INTERSPEECH 2018 – Special Session

The independence of source and filter in vowel production and perception in cross-cultural speech communication


Conference home page

Website for special sessions


Speech has traditionally been thought of as the product of two mostly independent variables, source and filter. However, the contribution of the acoustic correlates of source and filter on the perception of speech like the naturalness of voices or the categorisation of vowels is far from understood. By now there is strong evidence that high pitched vowels (up to 1kHz) are still well recognisable despite an extremely wide harmonic spacing and poorly sampled formant frequencies. The contribution of sources and filter components to speech perception can vary strongly between languages, cultures  and production styles. There is cross-cultural evidence from Chinese opera singing, for example, in which high pitched vowels in the soprano register are well recognisable, a phenomenon that is typically not found in Western Opera. Besides, phonation type, vocal effort and phoneme context can strongly affect source and filter interactions in speech. Consequently, the correspondence between perceived sound categories and their relation to patterns of spectral peaks or whole spectral envelopes is in question.
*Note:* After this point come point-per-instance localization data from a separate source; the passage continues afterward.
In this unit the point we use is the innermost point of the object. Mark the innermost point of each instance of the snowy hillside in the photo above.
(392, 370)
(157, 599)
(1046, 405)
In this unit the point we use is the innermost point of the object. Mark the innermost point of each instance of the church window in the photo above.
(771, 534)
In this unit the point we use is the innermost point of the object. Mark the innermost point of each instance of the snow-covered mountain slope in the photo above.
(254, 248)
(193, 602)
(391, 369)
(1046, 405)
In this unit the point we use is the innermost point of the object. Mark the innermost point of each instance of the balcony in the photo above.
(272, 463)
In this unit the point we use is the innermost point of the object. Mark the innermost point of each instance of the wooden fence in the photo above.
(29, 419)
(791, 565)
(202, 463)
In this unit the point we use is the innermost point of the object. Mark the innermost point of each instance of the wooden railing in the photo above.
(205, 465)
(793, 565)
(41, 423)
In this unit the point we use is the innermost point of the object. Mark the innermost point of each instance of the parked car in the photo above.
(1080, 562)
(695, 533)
For this special session, we invite contributions from different disciplines and based on multilingual/-cultural evidence, explaining the complex relationship between source and filter in speech production and perception.
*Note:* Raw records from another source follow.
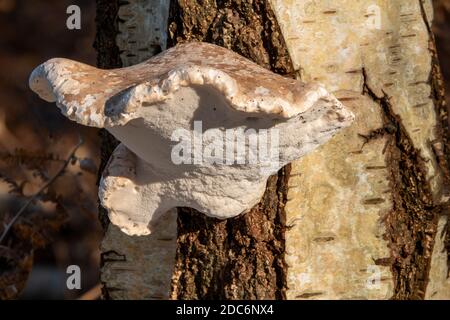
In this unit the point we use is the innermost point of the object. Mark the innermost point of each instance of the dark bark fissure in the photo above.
(108, 57)
(411, 224)
(441, 147)
(240, 258)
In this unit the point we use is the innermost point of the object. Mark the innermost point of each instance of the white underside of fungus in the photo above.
(156, 108)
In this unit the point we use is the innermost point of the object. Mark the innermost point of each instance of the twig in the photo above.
(45, 186)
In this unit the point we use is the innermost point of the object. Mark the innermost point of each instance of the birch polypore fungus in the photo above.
(200, 127)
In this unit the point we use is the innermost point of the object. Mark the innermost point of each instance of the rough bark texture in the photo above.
(373, 196)
(241, 258)
(385, 53)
The objective of this session is to bring together researchers

  •  … from multiple fields like speech technology (synthesis and recognition), speech acoustics, singing research and speech perception/auditory phonetics to commonly address the issue of fundamental frequency on vowel category production and perception.
  •  … from multiple linguistic backgrounds where phonetically different ranges of fundamental frequency in speech and singing are typical to compare source-filter dependence across a variety of languages and/or singing cultures.

This topic is typically scattered over numerous sessions at INTERSPEECH or other speech conferences. We find that there is a high need to combine the topic in a special session.


We are aiming at having talks from different disciplines based on multilingual evidence, arguing for dependence or independence of source and filter in the source-filter model. Depending on the number of submissions we will also have posters.

At the Zurich University of the Arts the applicants created a large database of c. 35’000+ vowels that were produced in a controlled way by 70 nonprofessional speakers and professional singers and actresses/actors from low to high fundamental frequencies (up to 1kHz) with varying basic production parameters such as vowel context, phonation type, vocal effort, fundamental frequency, and production style. This database will be demonstrated at the special session with the aim to test different hypotheses arising from the contributions directly on the database in follow up research.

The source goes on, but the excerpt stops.